Appunti di un tifoso
Ritratto di Franco Baresi, eroe malinconico, orfano eppure ricco di tutto

Nel giorno in cui il Milan, pareggiando coi bianconeri, non è saltato sul treno dello scudetto lasciando che l’Inter si possa involare nella sua direzione, ho ripensato a Franco Baresi. «Nessun altro giocatore ha mai capito così bene fisicamente lo spazio»: parole di Werner Herzog, poste in epigrafe a Libero di sognare, l’autobiografia del grande campione rossonero uscita pochi mesi fa da Feltrinelli. Cosa intendesse dire con quella frase l’autore di Aguirre, furore di Dio e Grizzly Man, per citare soltanto due suoi capolavori, è chiaro ad ogni appassionato di calcio, ma potrebbe essere utile ricordarlo a tutti noi, tifosi di questo sport metaforico della vita umana.
Un tempo il libero era posizionato dietro alla difesa, estrema scolta tesa a frenare la corsa del centravanti quando filtrava, in un modo o nell’altro, con le buone o le cattive, attraverso le maglie degli stopper, ma pronto a rilanciare il gioco appena ne intuiva la possibilità grazie a lunghe staffilate che, nei casi migliori, squilibravano la squadra avversaria favorendo il ribaltamento della partita. Nei primi anni Ottanta il numero sei, magro e filante, un fascio di nervi proteso al dominio della propria metà campo, cominciò ad avanzare in linea coi centrali, fino ad assumerne le sembianze e partecipare così attivamente, senza timori né frenesie, alla costruzione dell’azione. Franco Baresi, imbeccato dall’indimenticabile svedese Nils Liedholm, fautore della ragnatela, volta a mantenere a qualsiasi costo il possesso della sfera, fu uno degli artefici di tale trasformazione.

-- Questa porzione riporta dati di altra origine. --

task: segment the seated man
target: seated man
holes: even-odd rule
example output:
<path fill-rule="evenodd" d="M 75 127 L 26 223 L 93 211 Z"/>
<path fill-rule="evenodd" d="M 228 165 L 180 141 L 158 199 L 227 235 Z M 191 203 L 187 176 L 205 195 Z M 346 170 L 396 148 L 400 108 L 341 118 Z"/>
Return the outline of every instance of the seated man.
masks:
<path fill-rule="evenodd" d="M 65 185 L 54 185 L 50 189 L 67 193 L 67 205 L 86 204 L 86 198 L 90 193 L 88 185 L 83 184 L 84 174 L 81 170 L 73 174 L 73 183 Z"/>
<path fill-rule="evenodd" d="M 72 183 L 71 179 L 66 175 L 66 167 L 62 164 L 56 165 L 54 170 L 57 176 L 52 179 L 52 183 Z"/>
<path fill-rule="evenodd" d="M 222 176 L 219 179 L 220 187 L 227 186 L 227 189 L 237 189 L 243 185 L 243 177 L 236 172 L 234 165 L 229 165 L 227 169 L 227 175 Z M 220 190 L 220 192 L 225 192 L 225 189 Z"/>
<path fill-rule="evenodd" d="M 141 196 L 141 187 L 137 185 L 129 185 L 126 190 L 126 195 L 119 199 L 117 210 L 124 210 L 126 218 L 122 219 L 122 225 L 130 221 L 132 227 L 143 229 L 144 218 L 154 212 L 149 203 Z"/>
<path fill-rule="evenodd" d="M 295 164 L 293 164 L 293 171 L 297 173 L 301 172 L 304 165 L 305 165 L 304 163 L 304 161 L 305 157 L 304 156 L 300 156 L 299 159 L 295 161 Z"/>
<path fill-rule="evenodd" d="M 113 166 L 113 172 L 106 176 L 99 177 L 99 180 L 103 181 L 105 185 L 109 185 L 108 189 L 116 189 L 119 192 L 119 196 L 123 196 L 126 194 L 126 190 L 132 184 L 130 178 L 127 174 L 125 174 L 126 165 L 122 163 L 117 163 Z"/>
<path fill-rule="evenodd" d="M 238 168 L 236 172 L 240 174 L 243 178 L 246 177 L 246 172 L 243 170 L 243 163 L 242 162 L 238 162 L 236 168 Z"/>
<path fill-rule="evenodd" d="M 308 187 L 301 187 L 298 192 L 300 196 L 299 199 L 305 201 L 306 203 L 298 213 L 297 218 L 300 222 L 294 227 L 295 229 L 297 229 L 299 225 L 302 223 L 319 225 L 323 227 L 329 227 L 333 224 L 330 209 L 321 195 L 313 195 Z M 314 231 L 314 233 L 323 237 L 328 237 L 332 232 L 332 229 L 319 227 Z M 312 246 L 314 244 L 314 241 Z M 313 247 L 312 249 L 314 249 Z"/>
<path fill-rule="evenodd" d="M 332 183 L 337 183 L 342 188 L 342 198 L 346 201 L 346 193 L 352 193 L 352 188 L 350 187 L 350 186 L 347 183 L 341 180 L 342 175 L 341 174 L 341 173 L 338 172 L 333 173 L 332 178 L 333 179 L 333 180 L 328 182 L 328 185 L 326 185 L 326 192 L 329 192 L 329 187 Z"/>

Tutti ne ricordiamo la caratteristica duplicità atletica: il magnifico tempismo nei risolutivi interventi sui bomber e sulle ali, in grado di spezzare il loro pericoloso movimento, e le geniali ricuciture offensive che facevano ripartire la trama del palleggio a proprio vantaggio. Sorta di playmaker capace di incarnare lo spirito del gioco dettando dal basso la soluzione migliore per addormentarlo o accenderlo con guizzi improvvisi.
Prendere posizione: non è forse quello che facciamo ogni giorno nella nostra esistenza quotidiana? Questioni di scelte, opportunità, atti di volizione individuale. Franco Baresi era nato in una cascina di Travagliato, nella campagna bresciana, da una numerosa famiglia contadina: prima di lui, Lucia, Angelo e Beppe, che poi entrerà nelle file dell’Inter. Dopo, la piccola Emanuela, da tutti vezzeggiata. Il bagno stava all’esterno. L’acqua calda non esisteva. Per lavarsi i bambini mettevano la tinozza sul focolare. In questo mondo povero e sconsolato spiccavano la maestra, il prete e il primo allenatore. Il football, coi suoi caroselli di ritiri, trasferte e allenamenti, rappresentò la salvezza: perfino l’incontro con Maura, l’amore assoluto, in un ristorante di Montevarchi, assomiglia a una favola, perché lei era la figlia del proprietario del locale e lui sembrava troppo timido per dichiararsi. Fu necessario l’intervento, provvidenziale, del massaggiatore.
Milanello diventò il paradiso del Diavolo. Eppure c’è sempre stata un’ombra di malinconia nella vita trionfale di Franco Baresi, la cui leggendaria introversione, unita all’acume tattico, sollecitò la curiosità di Gianni Brera che lo chiamava Baresi II per distinguerlo dal fratello. Troppo presto erano morti i suoi genitori: la madre di malattia, il padre in un assurdo incidente col trattore. A soli quattordici anni il futuro campione era rimasto orfano. Sarà per questo che Federico Tavola, l’amico redattore, ha strutturato il libro a partire dalla sconfitta? Ogni capitolo infatti si apre con un corsivo che dilata gli interminabili secondi precedenti il fallimento del rigore di Pasadena, contro il Brasile, ai Mondiali del 1994 negli Stati Uniti. Prima il recupero lampo forse affrettato dopo un grave infortunio, poi i crampi durante la partita, infine la fatale indecisione al momento cruciale del tiro. Taffarel, il portiere verdeoro, esultante, il nostro libero in lacrime, inutilmente consolato da Arrigo Sacchi che su di lui aveva scommesso tutto.